It was the moment for which he waited out on the water, a chance to stare up into the great expanse above him without the irritation of light and city noise. The mighty North Star, the constellations, as familiar to him as the breathing of his wife as she slept. He picked them out, comforting in their constancy. Orion and Cassiopeia, Aries and Diana, the hunter.
Hercules, the hero, and Pegasus, the winged horse. The two dippers, the easiest of all, Ursa Major and Ursa Minor, the first he'd learned as a child more than seventy years earlier.

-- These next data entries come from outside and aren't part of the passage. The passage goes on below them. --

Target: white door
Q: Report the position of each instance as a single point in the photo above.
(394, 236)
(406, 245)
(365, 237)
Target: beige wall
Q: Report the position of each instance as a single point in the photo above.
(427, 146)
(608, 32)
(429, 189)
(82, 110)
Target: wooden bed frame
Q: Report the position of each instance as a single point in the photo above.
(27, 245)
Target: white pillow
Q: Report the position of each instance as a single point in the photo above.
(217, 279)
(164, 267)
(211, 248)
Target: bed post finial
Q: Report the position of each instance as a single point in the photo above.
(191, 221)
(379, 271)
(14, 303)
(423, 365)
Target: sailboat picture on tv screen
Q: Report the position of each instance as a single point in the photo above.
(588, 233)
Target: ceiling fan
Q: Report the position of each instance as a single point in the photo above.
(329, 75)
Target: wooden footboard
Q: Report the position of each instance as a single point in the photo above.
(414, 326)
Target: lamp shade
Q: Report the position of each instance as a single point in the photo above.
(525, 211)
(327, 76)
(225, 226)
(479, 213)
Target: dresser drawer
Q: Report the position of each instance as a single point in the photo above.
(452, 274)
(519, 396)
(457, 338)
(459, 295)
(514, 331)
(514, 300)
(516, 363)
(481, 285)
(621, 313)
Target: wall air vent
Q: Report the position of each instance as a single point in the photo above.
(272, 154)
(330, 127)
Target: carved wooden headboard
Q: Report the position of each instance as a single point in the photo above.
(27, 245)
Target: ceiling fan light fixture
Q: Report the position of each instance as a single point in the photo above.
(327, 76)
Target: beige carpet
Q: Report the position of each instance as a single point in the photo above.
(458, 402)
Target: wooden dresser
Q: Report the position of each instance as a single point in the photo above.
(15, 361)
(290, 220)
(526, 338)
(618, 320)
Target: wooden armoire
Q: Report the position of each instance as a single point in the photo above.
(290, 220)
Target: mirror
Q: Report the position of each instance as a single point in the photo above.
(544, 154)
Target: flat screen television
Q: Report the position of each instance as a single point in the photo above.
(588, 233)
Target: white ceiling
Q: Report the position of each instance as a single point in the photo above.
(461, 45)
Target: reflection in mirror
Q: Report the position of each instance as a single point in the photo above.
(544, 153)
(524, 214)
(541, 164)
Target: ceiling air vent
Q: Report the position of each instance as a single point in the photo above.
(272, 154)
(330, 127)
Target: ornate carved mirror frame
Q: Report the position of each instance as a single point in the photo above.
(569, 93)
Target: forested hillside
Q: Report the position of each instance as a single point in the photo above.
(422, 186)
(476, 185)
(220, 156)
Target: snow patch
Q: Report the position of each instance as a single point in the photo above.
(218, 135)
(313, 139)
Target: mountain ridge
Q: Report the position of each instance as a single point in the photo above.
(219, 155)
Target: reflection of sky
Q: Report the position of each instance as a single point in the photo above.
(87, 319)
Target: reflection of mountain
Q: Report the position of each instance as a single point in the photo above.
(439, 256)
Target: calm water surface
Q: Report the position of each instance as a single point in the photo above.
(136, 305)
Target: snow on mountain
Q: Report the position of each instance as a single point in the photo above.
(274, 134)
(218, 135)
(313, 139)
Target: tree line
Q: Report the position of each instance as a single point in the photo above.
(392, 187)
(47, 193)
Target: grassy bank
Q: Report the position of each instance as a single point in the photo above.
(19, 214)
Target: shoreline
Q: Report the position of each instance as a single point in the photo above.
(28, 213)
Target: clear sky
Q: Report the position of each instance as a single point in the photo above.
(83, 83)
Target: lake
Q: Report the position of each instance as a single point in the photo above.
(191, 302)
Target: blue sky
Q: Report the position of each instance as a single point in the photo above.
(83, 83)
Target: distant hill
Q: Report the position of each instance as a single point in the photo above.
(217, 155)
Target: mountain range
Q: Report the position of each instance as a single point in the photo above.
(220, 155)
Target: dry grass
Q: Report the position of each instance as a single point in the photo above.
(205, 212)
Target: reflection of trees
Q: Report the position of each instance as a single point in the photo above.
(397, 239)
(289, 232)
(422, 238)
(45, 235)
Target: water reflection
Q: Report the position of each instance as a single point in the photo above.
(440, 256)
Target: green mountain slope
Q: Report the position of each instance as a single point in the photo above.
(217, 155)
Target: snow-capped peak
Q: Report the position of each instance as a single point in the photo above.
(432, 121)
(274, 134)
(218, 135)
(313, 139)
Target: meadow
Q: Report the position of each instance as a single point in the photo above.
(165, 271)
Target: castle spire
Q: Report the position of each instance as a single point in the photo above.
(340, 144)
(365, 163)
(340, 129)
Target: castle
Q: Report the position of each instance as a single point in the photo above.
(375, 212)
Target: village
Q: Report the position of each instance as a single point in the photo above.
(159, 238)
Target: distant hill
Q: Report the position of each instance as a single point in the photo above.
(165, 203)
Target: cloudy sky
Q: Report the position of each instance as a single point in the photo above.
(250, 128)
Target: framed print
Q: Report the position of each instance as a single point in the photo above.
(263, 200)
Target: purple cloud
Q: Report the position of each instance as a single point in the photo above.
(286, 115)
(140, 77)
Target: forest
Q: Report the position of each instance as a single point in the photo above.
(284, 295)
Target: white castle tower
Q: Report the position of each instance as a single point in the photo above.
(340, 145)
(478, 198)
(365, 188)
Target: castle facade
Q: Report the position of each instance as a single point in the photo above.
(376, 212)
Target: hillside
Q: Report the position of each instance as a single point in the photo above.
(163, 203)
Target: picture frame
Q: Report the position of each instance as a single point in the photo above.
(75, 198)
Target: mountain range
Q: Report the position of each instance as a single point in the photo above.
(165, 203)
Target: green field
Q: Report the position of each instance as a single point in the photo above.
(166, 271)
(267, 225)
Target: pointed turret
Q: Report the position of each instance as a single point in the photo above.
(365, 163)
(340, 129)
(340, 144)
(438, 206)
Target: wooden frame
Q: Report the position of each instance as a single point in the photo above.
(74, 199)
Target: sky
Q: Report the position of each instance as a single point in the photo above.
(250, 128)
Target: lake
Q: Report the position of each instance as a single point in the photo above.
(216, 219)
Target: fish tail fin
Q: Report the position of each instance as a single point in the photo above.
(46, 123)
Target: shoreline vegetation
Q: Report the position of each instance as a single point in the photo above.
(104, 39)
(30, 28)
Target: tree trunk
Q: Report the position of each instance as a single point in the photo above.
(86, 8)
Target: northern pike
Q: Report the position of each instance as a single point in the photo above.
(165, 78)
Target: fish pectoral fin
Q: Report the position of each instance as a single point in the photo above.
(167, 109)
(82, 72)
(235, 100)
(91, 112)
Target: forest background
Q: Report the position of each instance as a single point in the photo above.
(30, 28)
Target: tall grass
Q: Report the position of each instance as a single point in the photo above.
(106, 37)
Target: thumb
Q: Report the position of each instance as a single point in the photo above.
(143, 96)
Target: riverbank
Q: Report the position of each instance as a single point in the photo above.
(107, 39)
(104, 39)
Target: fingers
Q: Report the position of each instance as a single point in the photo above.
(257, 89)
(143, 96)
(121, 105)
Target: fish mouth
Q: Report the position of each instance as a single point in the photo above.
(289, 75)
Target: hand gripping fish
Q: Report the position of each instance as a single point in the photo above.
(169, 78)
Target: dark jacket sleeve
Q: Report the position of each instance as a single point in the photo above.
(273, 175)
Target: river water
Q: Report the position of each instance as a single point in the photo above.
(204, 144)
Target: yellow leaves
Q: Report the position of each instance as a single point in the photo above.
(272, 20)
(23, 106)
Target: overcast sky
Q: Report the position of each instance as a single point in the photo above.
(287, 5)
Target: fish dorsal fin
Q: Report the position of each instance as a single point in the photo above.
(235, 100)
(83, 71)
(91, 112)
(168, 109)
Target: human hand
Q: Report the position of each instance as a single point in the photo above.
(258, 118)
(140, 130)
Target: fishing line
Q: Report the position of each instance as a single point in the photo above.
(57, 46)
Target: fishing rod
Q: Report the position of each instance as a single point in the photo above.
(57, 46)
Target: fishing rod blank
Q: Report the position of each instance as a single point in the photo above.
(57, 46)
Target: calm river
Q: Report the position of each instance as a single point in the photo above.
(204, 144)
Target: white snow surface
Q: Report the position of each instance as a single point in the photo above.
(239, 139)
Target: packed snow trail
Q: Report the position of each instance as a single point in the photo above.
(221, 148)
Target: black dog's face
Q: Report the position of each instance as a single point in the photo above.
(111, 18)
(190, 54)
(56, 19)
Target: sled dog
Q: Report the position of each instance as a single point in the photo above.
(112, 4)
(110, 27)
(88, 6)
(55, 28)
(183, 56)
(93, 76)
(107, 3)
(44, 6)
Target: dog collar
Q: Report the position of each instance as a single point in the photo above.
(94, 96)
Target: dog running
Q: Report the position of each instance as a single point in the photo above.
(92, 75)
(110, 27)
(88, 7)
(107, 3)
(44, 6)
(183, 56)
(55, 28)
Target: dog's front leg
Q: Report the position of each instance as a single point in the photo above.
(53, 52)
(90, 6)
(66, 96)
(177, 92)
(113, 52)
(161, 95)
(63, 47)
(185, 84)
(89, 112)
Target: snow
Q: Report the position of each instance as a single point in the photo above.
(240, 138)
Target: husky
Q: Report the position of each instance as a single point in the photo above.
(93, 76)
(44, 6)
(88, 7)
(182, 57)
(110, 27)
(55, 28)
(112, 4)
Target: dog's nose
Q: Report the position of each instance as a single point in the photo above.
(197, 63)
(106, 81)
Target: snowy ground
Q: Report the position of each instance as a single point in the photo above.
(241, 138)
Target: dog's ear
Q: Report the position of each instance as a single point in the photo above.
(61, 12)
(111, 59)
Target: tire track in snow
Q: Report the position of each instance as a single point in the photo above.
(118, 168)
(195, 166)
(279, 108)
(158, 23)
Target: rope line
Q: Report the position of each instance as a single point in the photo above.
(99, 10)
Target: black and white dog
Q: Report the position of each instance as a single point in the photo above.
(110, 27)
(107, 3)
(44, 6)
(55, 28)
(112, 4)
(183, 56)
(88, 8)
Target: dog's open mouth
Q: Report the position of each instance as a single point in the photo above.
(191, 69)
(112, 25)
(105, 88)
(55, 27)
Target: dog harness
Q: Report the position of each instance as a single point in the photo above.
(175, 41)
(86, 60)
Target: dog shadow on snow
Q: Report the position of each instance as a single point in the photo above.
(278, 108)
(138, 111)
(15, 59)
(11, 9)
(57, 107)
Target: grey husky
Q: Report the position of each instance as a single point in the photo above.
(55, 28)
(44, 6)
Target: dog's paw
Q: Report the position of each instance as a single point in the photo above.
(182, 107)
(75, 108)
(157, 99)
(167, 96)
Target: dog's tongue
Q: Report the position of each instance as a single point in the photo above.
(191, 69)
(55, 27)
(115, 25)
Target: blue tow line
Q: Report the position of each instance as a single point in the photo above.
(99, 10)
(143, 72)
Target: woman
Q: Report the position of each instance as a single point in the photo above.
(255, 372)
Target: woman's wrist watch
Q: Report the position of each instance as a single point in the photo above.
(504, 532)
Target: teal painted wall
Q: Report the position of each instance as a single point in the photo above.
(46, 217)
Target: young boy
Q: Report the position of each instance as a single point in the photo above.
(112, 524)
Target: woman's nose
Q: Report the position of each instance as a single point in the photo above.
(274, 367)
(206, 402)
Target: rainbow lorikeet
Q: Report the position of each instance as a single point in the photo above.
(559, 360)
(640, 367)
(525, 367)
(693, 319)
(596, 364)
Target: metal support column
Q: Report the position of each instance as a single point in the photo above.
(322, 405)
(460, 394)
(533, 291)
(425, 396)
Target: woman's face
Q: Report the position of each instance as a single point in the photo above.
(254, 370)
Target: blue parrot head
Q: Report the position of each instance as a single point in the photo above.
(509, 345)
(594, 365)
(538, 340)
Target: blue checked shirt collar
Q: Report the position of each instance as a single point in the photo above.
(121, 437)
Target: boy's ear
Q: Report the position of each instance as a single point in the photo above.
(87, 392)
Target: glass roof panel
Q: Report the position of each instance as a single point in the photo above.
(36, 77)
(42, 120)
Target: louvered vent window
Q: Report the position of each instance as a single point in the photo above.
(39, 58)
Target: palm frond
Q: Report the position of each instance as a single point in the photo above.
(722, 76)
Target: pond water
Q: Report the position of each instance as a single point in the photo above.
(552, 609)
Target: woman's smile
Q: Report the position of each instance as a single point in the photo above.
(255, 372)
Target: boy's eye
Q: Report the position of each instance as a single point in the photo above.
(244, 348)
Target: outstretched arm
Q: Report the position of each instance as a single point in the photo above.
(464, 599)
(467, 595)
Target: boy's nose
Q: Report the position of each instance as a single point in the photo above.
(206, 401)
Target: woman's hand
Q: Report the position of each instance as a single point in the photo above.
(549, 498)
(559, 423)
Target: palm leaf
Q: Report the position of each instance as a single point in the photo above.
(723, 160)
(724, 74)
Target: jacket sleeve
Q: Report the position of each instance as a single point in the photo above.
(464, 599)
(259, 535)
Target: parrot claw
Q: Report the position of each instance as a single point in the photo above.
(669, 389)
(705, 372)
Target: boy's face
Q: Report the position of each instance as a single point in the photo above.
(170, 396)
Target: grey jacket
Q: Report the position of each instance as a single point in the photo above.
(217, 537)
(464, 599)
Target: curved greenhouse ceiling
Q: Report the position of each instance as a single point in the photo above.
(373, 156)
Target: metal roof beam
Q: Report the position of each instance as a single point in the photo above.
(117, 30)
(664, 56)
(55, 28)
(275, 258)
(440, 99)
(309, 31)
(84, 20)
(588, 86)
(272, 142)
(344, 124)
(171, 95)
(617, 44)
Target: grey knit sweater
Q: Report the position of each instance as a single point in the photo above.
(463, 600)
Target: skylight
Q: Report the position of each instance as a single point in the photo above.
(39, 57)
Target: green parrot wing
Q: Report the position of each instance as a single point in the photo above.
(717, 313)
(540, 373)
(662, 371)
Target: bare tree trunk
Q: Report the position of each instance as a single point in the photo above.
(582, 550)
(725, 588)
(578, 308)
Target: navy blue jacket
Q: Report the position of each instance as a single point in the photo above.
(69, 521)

He took a deep breath of steamy air, then he spoke out loud, adopting a deep, drawling southern accent that wasn't his own but had belonged once, years before, to someone he knew not for long, but knew well and said:
"Find us the way home. Tommy, willya?"
There was a lilt to the words, almost a singsong quality.
After more than fifty years, they still rang in his ear with the same easygoing grinning tones, just as they had once, coming across the tinny intercom of the bomber, the drawl defeating even the most deafening noise from the engines and the bursts of flak exploding outside.
And he answered out loud, just as he had back then dozens of times "Nobody worry about a damn thing. I could find the base blindfolded."
He shook his head. Except for the last time. Then all his skills, reading radio beacons, dead reckoning, and marking the stars with an octant, none had done them any good.
He heard the voice again: "Find us the way home. Tommy, willya?"